Sri Lanka to pay Iran oil debt in tea as trade partners look for creative ways to avoid Trump sanctions

Reuters
Reuters

Sri Lanka is drawing up proposals to get around international sanctions on Iran by paying its oil debt with the Middle East country in tea, according to a report.

Ceylon Petroleum Corporation (CPC), the national oil and gas company of Sri Lanka, owes Iran $250m for oil purchases made recent months.

But new regulations designed to make Sri Lanka compliant with UN Security Council sanctions on Iran mean a straight financial transaction with Iranian government bodies could fall foul of the rules.

At the same time, Iran is the fourth-largest market for Sri Lankan tea, a commodity that is not prohibited by the terms of any UN Security Council sanctions.

Speaking to the country’s Sunday Times newspaper, the chair of the Sri Lanka Tea Board said the amount owed by CPC was the equivalent of a year’s tea exports going the other way.

“If the CPC pays us, we can continue the export of tea to Iran as there is no ban on this commodity. The amount the CPC owes Iran can offset payment for a year of tea export to Iran,” he said.

Tea Board chairman Lucille Wijewardena said more talks would be held in the coming week to allow Sri Lanka to continue to trade with Iran in spite of UN sanctions. Sri Lanka exported 27,419 metric tonnes of tea to Iran in 2017.

Sri Lanka is not the only international partner reconsidering how it does trade with Iran, as the US prepares to impose tough new sanctions on Tehran at what Donald Trump has called “the highest level”.

Mr Trump announced two months ago that he would withdraw the US from the international agreement designed to ease sanctions on Iran, in exchange for restrictions on the country’s nuclear programmes.

The new US sanctions will begin in August with a ban on all dollar trade with Iran, and will then seek to punish US trading partners who invest in Iranian oil infrastructure or purchase crude from the country.

Indian rice exporters say they have already started to feel the pinch from the impending sanctions, as companies are forced to find new banking arrangements with European or Middle Eastern brokers, avoiding the dollar ban.

Iran is a big market for Indian basmati rice.
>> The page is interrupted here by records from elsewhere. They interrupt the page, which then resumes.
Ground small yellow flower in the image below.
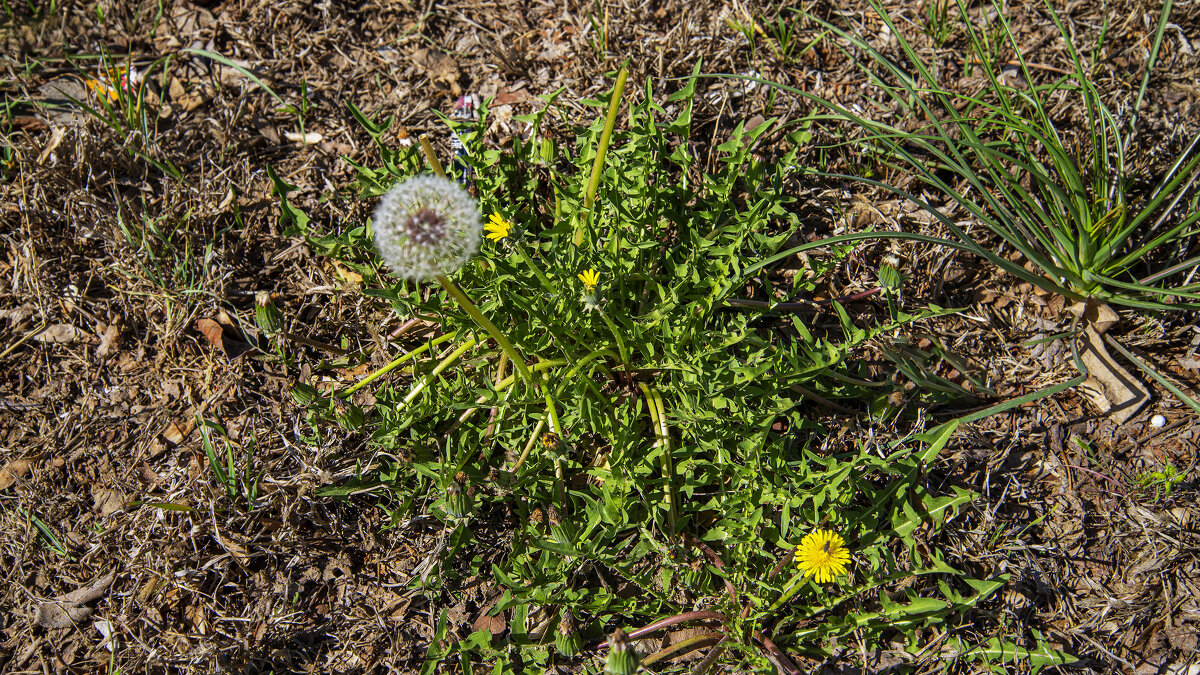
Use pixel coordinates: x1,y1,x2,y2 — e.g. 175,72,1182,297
485,213,513,241
578,268,600,293
794,529,850,583
85,77,119,103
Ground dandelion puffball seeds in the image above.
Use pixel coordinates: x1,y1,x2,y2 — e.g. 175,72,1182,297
373,175,482,280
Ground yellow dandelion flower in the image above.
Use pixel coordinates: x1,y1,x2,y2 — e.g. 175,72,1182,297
485,213,513,241
578,268,600,293
794,529,850,583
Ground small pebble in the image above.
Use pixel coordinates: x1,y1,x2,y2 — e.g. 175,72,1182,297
1151,414,1167,428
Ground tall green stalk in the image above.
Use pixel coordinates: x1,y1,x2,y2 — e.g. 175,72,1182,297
578,65,629,246
436,274,533,386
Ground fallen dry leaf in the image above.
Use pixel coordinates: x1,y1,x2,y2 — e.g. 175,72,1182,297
37,126,66,164
492,88,528,106
161,419,188,445
0,457,34,490
195,318,253,358
1077,324,1149,424
412,48,461,94
283,130,323,145
34,572,116,629
0,304,35,328
332,260,363,286
95,322,121,360
34,323,86,344
471,594,508,636
91,486,127,516
196,318,225,348
1068,301,1148,423
185,602,208,634
471,610,507,637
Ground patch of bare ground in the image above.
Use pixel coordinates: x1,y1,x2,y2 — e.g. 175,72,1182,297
1,0,1199,672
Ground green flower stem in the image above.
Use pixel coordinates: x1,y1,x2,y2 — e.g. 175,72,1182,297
398,338,478,409
578,65,628,246
543,373,567,506
456,358,570,438
342,330,458,396
639,383,676,536
544,375,563,436
419,134,447,178
512,417,546,474
553,184,562,228
435,273,534,386
481,352,509,436
598,310,632,375
452,352,509,432
561,348,619,384
584,66,628,210
492,359,569,393
512,241,555,292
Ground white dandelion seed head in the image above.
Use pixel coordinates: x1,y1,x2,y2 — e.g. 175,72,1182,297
373,175,481,280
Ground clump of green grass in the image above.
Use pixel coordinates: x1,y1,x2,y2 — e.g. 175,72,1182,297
275,63,1073,671
60,49,182,179
751,0,1200,313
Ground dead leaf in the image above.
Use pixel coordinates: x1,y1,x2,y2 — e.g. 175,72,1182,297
34,572,116,629
1075,299,1118,333
472,594,508,636
185,602,208,634
0,457,34,490
657,626,722,663
34,323,86,344
37,126,66,164
283,130,323,145
412,48,462,95
338,363,371,378
216,529,250,565
196,318,224,348
91,486,127,516
10,115,47,133
1077,323,1149,424
254,117,280,144
332,260,363,286
472,610,507,636
492,88,528,106
195,318,253,358
1066,301,1148,423
95,322,121,360
0,304,35,328
161,419,188,445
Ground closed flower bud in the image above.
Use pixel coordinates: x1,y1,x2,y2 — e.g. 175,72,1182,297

At present, shipments for old contracts are going to Iran. But there is a delay in new contracts. So the trade is worried about Iran market,” Gumnam Arora, joint managing director of Kohinoor Foods, told the Economic Times.

Fear of angering the US has not stopped countries like India from engaging in high-level trade talks with Iran in the past month, as they seek to find sanctions workarounds.

And for others, there is a sense of frustration with the sweeping nature of Mr Trump’s actions. Sri Lankan plantation industries minister Navin Dissanayake told the Daily FT: “Iran is buying a lot of our tea and we have a bilateral agreement with them. Just because the Americans put sanctions on them, it doesn't mean that they have to impose a sanction on us.”